PySpark genome comparison tool
Purpose:
After the corona virus pandemic there are many studies on DNA, or RNA sequences which await classification. This is a program which classifies string-based sequence files into similarity groups based on their dominant genomic patterning.
Comparing unknown, or newly produced, gene sequences to known variants selected from a well cataloged source like the www.ncbi.nlm.nih.gov/nuccore repository, will allow the fast processing of new gena data, reducing the backlog of sequencing work on the virus. This becomes quite important when crucial information is need for public safety.
This application is written in such a way that a gene sequencer machine can produce streaming files that are loaded into a DBFS directory, that directory can be passed in to the function call as well as the directory of genes that are known and the genes that are unknown and run the comparison returning the most similar known gene, which unknown gene it was compared to and the similarity in percent between the two.
This program will indicate if the new samples are closer to the earlier COVID-19 strands, using sample collected on 2020-02-01 or a later sequence collected on 2023-02-15. This can say a lot about the new samples considering their location and sample date.
The Levenshtein Distance is way to calculate the edit-distance by considering the single character edits that it would take to transform one string into the comparison string. The pyspark Levenshtein distance is calculated as: from string_a to string_b, an edit-matrix is populated iteratively from (i,j), where i is the character of string_a corresponding with the location of j in string_b, and the minimum number of insertions or deletions that are needed to change one string to another is recorded. The Percentage Difference between knownXY and unkGenes is: PD = (LevDist/MaxLength)*100.
Methods:
This code is still a work in progress. I used a modified version of a user defined function called “geneLevenshtein” and passed in the first known gene data and a second known gene data. I did a self-test comparison from the first gene to the first gene, which yielded 100% similarity. I compared the early known gene to the later known gene and unfortunately also had 100% similarity returned. This indicates to me that the parameters may not be tuned to the sensitivity required for minute differences and do need to return fractional values for the similarityPercent. The parameter that can be tuned with the levenshtein function are insertion_cost, deletion_cost and substitution_cost. I need to consult a bioinformatics expert to better tune my results.

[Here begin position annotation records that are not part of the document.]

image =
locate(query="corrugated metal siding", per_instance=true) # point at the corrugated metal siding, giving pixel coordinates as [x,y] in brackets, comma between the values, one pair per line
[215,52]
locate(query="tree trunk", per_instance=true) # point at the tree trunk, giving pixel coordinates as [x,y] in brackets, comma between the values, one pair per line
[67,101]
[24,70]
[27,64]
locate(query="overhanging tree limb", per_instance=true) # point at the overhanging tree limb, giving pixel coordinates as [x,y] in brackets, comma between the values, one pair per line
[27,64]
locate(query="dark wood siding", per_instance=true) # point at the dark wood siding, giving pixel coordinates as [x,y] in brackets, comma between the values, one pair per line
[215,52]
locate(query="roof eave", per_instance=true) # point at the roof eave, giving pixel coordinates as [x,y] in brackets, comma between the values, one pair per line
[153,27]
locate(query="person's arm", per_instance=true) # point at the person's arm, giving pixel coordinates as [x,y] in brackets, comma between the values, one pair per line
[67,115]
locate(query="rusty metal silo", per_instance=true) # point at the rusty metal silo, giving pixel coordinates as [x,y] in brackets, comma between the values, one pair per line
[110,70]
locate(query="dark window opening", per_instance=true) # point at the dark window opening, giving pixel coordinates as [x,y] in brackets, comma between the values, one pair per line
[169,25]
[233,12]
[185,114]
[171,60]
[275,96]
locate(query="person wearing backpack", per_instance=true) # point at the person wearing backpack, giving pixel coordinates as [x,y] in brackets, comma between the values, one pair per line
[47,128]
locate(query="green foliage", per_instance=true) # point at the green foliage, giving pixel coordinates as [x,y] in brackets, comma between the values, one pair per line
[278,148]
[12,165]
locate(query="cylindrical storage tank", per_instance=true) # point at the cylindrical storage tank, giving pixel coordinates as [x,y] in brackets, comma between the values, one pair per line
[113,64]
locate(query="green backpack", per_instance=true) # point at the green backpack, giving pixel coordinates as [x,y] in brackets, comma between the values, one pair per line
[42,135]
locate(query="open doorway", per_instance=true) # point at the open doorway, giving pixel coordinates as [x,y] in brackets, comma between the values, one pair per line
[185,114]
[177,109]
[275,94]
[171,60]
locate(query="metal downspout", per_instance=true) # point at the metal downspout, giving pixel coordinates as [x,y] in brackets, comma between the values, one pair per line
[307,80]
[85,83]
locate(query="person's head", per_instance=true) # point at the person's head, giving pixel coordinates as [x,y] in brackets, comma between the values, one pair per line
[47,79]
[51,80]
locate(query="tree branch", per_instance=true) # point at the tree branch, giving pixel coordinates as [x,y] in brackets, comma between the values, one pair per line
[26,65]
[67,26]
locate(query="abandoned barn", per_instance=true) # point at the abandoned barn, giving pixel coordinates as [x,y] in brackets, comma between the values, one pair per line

For the “test” streaming section of this assignment, I simulated the file input as a machine would produce, naming the files in order of processing. I wrote into the comparison function a way to maintain that file name to directly associate it with the file name produced. Each dataframe created from a gene file takes on the name of that gene file. The return is the name of the dataframe used. This is to avoid as much human error as possible.
Results:
Running geneLevenshtein(knownGeneDir, unkGeneFiles) without streaming did yield a tuple during the debugging stage, and printing out various stages of the function showed a great amount of potential in the process. The percentage calculation is off, or as stated before the parameters need to be adjusted for sensitivity, but I did get results:
Out[46]: [('EarlyKnown_OM065354', 'group_1', -99.0),
('OY594635_1KnownGene', 'group_1', -99.0)]
This output is showing a -99 percent similarity. For this I used a similarityPercent calculation of lambda distance, maxLen: 1- distance / maxLen * 100). Since the Levenshtein calculation is a measurement of dissimilarity, I opted to not subtract the Levenshtein numbers from 1 and take the percent from the Levenshtein distance and maxLen. Still the results were disappointing after that, as the percents returned were always 100.

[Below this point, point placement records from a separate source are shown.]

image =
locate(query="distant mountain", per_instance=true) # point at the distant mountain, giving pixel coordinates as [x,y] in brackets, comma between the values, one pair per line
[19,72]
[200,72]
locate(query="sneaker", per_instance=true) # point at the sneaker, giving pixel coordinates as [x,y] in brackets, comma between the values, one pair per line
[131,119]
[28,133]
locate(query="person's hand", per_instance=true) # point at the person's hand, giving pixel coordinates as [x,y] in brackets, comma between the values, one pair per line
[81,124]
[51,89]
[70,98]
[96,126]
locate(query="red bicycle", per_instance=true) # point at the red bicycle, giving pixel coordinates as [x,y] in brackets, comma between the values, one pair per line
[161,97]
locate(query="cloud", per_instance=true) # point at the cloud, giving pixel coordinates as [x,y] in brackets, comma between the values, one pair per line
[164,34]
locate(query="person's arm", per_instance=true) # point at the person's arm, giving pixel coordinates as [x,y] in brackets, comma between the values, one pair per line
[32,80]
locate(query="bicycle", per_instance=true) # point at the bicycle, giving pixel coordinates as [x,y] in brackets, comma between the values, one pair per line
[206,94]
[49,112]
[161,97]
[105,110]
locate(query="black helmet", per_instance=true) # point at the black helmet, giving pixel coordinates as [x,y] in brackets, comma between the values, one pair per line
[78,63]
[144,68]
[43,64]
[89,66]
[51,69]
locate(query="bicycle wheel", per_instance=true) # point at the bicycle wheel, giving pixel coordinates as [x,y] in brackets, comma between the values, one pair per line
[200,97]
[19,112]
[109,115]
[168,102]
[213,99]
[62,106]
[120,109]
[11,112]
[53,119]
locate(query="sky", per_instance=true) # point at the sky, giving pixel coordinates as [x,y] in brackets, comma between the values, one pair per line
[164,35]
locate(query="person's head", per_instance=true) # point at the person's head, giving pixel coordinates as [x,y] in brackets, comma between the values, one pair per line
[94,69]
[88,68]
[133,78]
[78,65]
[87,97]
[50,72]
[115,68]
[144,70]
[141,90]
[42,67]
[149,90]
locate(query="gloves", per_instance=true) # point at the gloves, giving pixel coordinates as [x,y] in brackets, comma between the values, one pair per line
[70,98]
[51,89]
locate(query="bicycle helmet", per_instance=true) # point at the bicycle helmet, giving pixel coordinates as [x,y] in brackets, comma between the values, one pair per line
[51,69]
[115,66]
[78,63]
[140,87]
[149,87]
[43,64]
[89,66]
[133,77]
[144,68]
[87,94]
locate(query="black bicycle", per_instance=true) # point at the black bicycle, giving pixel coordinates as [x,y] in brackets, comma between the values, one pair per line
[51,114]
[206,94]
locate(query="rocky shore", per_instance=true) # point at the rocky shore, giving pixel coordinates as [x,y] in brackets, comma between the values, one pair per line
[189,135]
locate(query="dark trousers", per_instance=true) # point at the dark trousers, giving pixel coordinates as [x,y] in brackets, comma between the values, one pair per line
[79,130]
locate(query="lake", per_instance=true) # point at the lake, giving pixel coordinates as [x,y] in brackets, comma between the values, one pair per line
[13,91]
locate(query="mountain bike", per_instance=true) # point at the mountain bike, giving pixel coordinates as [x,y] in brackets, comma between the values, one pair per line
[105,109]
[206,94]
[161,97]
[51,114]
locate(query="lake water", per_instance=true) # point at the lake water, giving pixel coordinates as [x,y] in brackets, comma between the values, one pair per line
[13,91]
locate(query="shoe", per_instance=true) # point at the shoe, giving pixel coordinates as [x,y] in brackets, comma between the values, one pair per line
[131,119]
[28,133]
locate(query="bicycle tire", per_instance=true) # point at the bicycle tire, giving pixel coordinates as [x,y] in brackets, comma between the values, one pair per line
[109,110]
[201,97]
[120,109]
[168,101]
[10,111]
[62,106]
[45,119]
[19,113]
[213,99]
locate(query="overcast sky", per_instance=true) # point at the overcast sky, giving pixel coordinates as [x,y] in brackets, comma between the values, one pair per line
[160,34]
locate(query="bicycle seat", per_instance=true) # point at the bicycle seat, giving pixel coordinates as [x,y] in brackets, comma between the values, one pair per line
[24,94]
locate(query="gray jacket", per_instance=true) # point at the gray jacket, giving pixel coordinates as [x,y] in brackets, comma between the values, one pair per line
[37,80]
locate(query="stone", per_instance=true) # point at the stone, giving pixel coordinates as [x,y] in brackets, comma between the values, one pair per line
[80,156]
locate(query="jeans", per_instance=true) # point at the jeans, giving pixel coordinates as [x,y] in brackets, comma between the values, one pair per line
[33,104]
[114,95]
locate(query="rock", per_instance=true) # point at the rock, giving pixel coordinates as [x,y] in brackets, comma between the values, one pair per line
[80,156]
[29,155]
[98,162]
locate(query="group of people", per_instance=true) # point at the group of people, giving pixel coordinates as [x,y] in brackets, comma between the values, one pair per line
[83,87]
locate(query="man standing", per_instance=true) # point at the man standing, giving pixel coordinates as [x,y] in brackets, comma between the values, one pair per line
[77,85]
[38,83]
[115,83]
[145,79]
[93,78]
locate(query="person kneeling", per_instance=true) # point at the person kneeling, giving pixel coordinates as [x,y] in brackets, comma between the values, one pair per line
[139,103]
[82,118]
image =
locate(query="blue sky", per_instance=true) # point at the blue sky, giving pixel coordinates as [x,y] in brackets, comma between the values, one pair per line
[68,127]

The streaming/simulated streaming did run without crashing but did not produce the tuple desired. However, it did get to 5 sets of comparisons for each dataframe in knownXY; so I had 10 lines of each known gene (2) to each of the 5 unknowns by looking at the print out:
EarlyKnown_OM065354 g for each g
OY594635_1KnownGene g for each g... (x5)
The parquet files kept the file naming consistent, and by feeding the stream simulation ("maxFilesPerTrigger", 1) the pyspark automatic partitioning is much needed to process this calculation faster than letting the system waste efficiency by one calculation at a time. When gene directories are smaller, the multiGenes function can be called which does not write the dataframes to parquet files, but puts them in dictionaries with the dataframe as the value and the key is the naming scheme corresponding to the original gene file, like the parquet names.
Conclusion:
This has the potential to be a very powerful tool. The workflow is streamlined (nearly correctly) and if the actual gene sequencer were to be pushing files to my repository, DataBricks and pyspark ML is surly able to efficiently handle the task. The program written for this assignment is easily adaptable from 5 unknown gene and 2 known comparisons to as many as is needed. The partitioning and processing just by a little automatic grouping of large directories for speed.